Exchangeability
Causal effects involve both factual and counterfactual outcomes, yet data that we can observe involve only factual outcomes. To learn about causal effects from data that can be observed requires assumptions about the data that are not observed. This page introduces exchangeability, which is an assumption that can identify causal effects.
Exchangeability in simple random samples
The figure below illustrates a population of 6 people. Each person has an outcome \(Y_i\), which for example might be that person’s employment at age 40. A researcher draws a random sample without replacement with equal sampling probabilities and records the sampled outcomes. The researcher uses the average of the sampled outcomes as an estimator for the population mean.
Why do probability samples like this work? They work because selection into the sample (\(S = 1\)) is completely randomized and thus independent of the outcome \(Y\). In other words, the people who are sampled (\(S = 1\)) and the people who are unsampled (\(S = 0\)) have the same distribution of outcomes (at least in expectation over samples). We might say that the sampled and the unsampled units are exchangeable in the sense that they follow the same distribution in terms of \(Y\). In math, exchangeable sampling can be written as follows.
\[ \underbrace{Y}_\text{Outcome}\quad \underbrace{\mathrel{\unicode{x2AEB}}}_{\substack{\text{Is}\\\text{Independent}\\\text{of}}} \quad \underbrace{S}_{\substack{\text{Sample}\\\text{Inclusion}}} \]
Exchangeability holds in simple random samples because sampling is completely independent of all outcomes by design. In other types of sampling, such as convenience samples that enroll anyone who is interested, exchangeability may hold but is far from guaranteed. Perhaps people who are employed are more likely to answer a survey about employment, so that the employment rate in a convenience sample might far exceed the population mean employment rate. Exchangeability is one condition under which reliable population estimates can be made from samples, and probability samples are good because they make exchangeability hold by design.
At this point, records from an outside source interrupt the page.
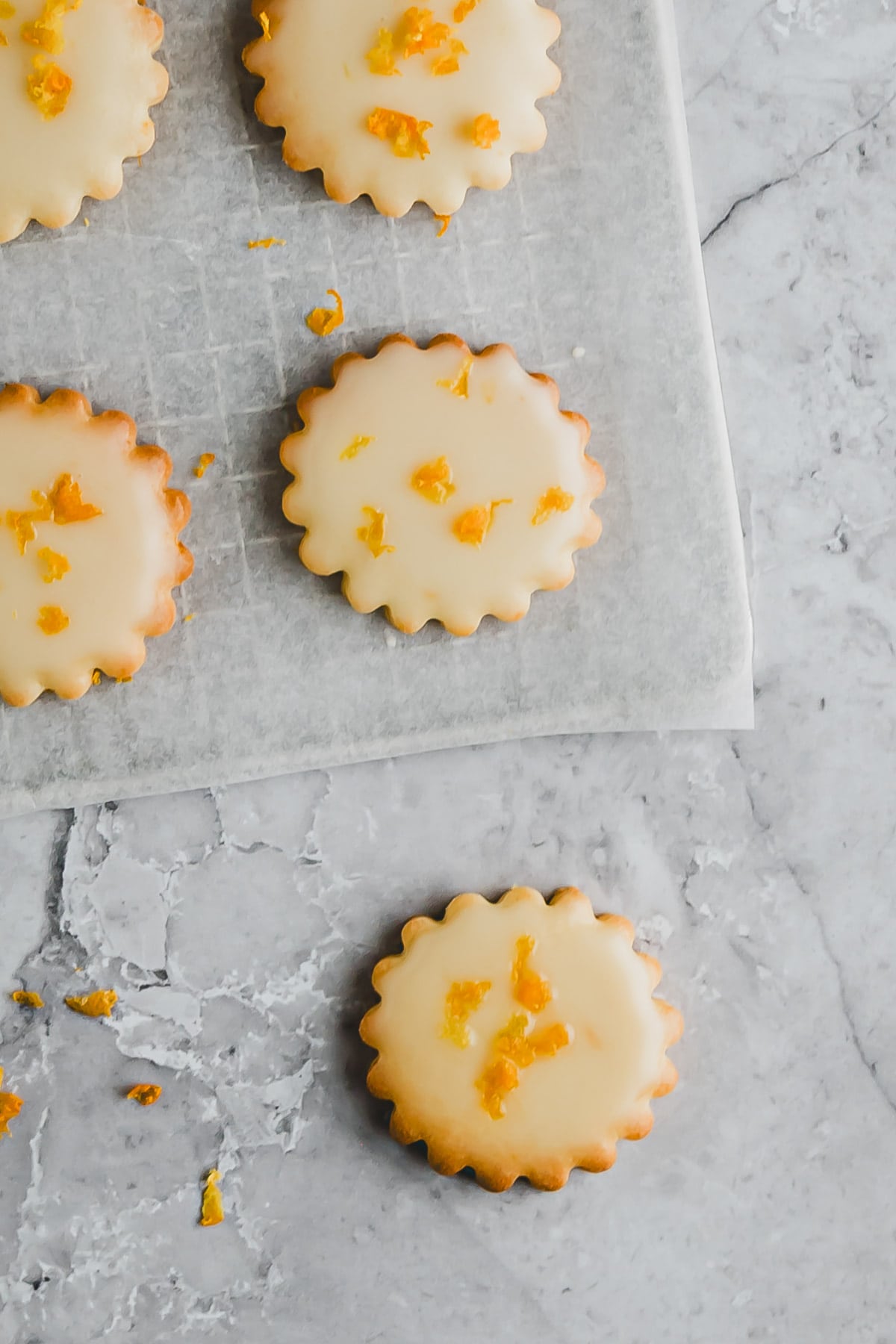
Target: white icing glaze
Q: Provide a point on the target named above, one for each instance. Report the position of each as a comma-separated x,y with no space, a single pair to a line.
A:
122,564
49,164
320,87
505,441
567,1107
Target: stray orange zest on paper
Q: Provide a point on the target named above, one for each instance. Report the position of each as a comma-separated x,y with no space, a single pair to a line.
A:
355,447
435,482
213,1209
461,1001
49,87
53,620
10,1108
57,564
474,526
553,502
460,385
97,1004
485,131
324,322
26,999
405,134
146,1093
374,535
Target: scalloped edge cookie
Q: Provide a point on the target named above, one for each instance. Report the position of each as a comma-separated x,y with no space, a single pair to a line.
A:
147,457
290,453
447,1152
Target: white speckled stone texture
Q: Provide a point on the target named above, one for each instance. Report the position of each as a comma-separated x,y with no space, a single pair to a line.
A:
240,927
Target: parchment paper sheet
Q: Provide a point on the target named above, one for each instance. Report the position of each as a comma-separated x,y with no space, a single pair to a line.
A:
160,309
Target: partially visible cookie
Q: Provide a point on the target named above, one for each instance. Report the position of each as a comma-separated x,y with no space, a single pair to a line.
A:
77,82
405,104
89,550
445,485
520,1038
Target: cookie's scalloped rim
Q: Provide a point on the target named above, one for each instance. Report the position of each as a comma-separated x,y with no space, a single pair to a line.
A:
129,658
447,1157
494,176
63,213
519,605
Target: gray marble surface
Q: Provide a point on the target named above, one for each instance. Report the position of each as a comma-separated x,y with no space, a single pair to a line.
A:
240,927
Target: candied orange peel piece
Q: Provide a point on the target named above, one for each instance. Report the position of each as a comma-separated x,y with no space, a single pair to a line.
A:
324,322
27,999
485,131
461,1001
10,1108
374,534
435,480
49,87
405,134
460,385
144,1093
213,1206
57,566
553,502
97,1004
355,447
53,620
474,524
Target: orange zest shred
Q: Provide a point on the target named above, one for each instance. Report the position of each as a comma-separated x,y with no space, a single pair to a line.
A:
418,33
146,1093
474,524
355,447
10,1108
405,134
460,385
450,63
374,534
67,505
529,988
553,502
53,620
27,999
213,1207
461,1001
435,480
97,1004
485,131
55,564
49,87
381,58
324,322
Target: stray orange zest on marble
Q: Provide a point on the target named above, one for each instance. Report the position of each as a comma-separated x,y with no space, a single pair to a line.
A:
213,1207
324,322
97,1004
146,1093
27,999
405,134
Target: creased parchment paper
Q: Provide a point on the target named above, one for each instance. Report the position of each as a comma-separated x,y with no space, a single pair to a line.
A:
588,265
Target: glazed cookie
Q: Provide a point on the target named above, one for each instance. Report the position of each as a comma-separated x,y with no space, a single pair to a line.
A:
89,547
520,1038
77,82
405,104
445,485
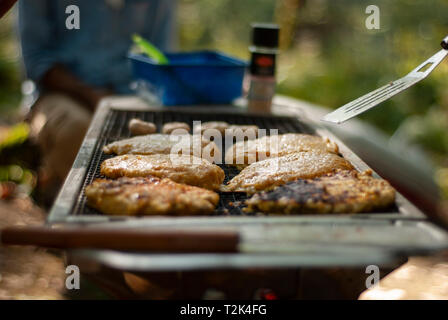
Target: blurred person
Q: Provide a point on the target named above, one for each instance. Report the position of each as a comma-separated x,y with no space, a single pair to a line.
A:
74,68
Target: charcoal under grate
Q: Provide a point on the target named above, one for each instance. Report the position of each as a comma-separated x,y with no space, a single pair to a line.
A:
116,128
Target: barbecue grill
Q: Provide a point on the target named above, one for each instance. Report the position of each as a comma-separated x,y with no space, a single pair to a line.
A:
272,241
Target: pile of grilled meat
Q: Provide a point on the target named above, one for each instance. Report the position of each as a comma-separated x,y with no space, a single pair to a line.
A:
154,174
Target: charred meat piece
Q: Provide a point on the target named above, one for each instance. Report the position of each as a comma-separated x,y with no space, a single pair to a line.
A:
183,169
269,173
149,196
250,151
164,144
220,126
341,192
250,131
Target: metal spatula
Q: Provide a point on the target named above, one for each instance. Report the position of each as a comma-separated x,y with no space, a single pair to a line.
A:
374,98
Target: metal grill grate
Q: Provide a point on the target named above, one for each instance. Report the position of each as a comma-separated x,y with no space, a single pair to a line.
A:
116,128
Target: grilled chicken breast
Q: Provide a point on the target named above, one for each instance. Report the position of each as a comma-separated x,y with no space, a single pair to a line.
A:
250,151
269,173
250,131
342,192
149,196
182,169
164,144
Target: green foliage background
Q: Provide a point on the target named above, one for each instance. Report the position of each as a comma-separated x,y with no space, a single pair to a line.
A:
328,55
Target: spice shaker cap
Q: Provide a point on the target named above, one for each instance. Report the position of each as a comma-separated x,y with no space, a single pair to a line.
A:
265,35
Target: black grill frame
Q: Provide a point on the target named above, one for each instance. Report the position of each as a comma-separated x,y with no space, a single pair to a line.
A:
115,128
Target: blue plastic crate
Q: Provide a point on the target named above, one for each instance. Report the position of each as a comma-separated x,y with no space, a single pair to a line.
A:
205,77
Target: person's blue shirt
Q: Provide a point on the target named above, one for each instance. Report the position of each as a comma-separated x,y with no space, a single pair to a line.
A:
95,53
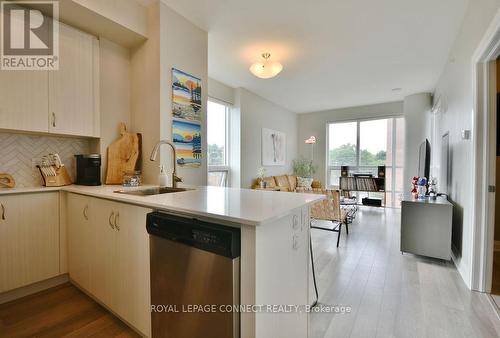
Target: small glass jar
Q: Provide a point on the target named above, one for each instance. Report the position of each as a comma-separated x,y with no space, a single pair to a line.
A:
132,178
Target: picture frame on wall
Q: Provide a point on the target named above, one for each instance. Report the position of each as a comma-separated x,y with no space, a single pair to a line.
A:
186,96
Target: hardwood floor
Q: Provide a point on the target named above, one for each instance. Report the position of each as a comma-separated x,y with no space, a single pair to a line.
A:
495,283
392,295
63,311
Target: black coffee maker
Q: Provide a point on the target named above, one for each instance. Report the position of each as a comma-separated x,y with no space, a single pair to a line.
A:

Exchangeability in randomized experiments
The figure below illustrates our population if they all enrolled in a hypothetical randomized experiment. In this experiment, we imagine that each unit is either randomized to attain a four-year college degree (\(A = 1)\) or to finish education with a high school diploma (\(A = 0\)).
In this randomization, Maria, Sarah, and Jes'us were randomized to attain a four-year college degree. We observe their outcomes under this treatment condition (\(Y^1\)). Because treatment was randomized with equal probabilities, these three units form a simple random sample from the full population of 6 people. We could use the sample mean of \(Y^1\) among the treated units (Maria, Sarah, Jes'us) as an estimator of the population mean of \(Y^1\) among all 6 units.
William, Rich, and Alondra were randomized to finish their education with a high school diploma. We see their outcomes under this control condition \(Y^0\). Their treatment assignment (\(A = 0\)) is analogous to being sampled from the population of \(Y^0\) values. We can use their sample mean outcome as an estimator of the population mean of \(Y^0\).
Formally, we can write the exchangeability assumption for treatment assignments as requiring that the set of potential outcomes are independent of treatment assignment.
\[ \underbrace{\{Y^1,Y^0\}}_{\substack{\text{Potential}\\\text{Outcomes}}}\quad\underbrace{\mathrel{\unicode{x2AEB}}}_{\substack{\text{Are}\\\text{Independent}\\\text{of}}}\quad \underbrace{A}_\text{Treatment} \] Exchangeability holds in randomized experiments because treatment is completely independent of all potential outcomes by design. In observational studies, where treatment values are observed but are not assigned randomly by the researcher, exchangeability may hold but is far from guaranteed. In the coming classes, we will talk about generalizations of the exchangeability assumption that one can argue might hold in some observational settings.
Causal identification
A population-average causal effect could take many possible values. Using data alone, it is impossible to identify which of these many possible values is the correct one. By pairing data together with causal assumptions, however, one can identify the average causal effect by equating it with a statistical quantity that only involves observable random variables.
Causal identification. A mathematical proof linking a causal estimand (involving potential outcomes) to a statistical quantity involving only factual random variables.
In a randomized experiment, the average causal effect is identified by the assumptions of consistency and exchangeability. A short proof can yield insight about the goals and how these assumptions are used.
\[ \begin{aligned} &\overbrace{\text{E}\left(Y^1\right) - \text{E}\left(Y^0\right)}^{\substack{\text{Average}\\\text{causal effect}\\\text{(among everyone)}}} \\ &= \text{E}\left(Y^1\mid A = 1\right) - \text{E}\left(Y^0\mid A = 0\right) &\text{by exchangeability}\\ &= \underbrace{\text{E}\left(Y\mid A = 1\right)}_{\substack{\text{Mean outcome}\\\text{among the treated}}} - \underbrace{\text{E}\left(Y\mid A = 0\right)}_{\substack{\text{Mean outcome}\\\text{among the untreated}}} &\text{by consistency} \end{aligned} \]
The proof begins with the average causal effect and equates it to a statistical estimand: the mean outcome among the treated minus the mean outcome among the untreated. The first quantity involves potential outcomes (with superscripts), whereas the last quantity involves only factual random variables.
The exchangeability assumption allows us to move from the first line to the second line. Under exchangeability, the mean outcome that would be realized under treatment (\(\text{E}(Y^1)\)) equals the mean outcome under treatment among those who were actually treated (\(\text{E}(Y^0)\)). Likewise for outcomes under no treatment. This line is true because the treated (\(A = 1\)) and the untreated (\(A = 0\)) are both simple random samples from the full population.
The consistency assumption allows us to move from the second line to the third. Among the treated, (\(A = 1\)), the outcome that is realized is \(Y = Y^1\). Among the untreated (\(A = 0\)), the outcome that is realized is \(Y = Y^0\). Under the assumption that factual outcomes are consistent with the potential outcomes under the assigned treatment, the second line equal the third.
Something nice about a causal identification proof is that there is no room for error: it is mathematically true that the premise and the assumptions together yield the result. As long as the assumptions hold, the statistical estimand equals the causal estimand. Causal inference thus boils down to research designs and arguments that can lend credibility to the assumptions that let us draw causal claims from data that are observed.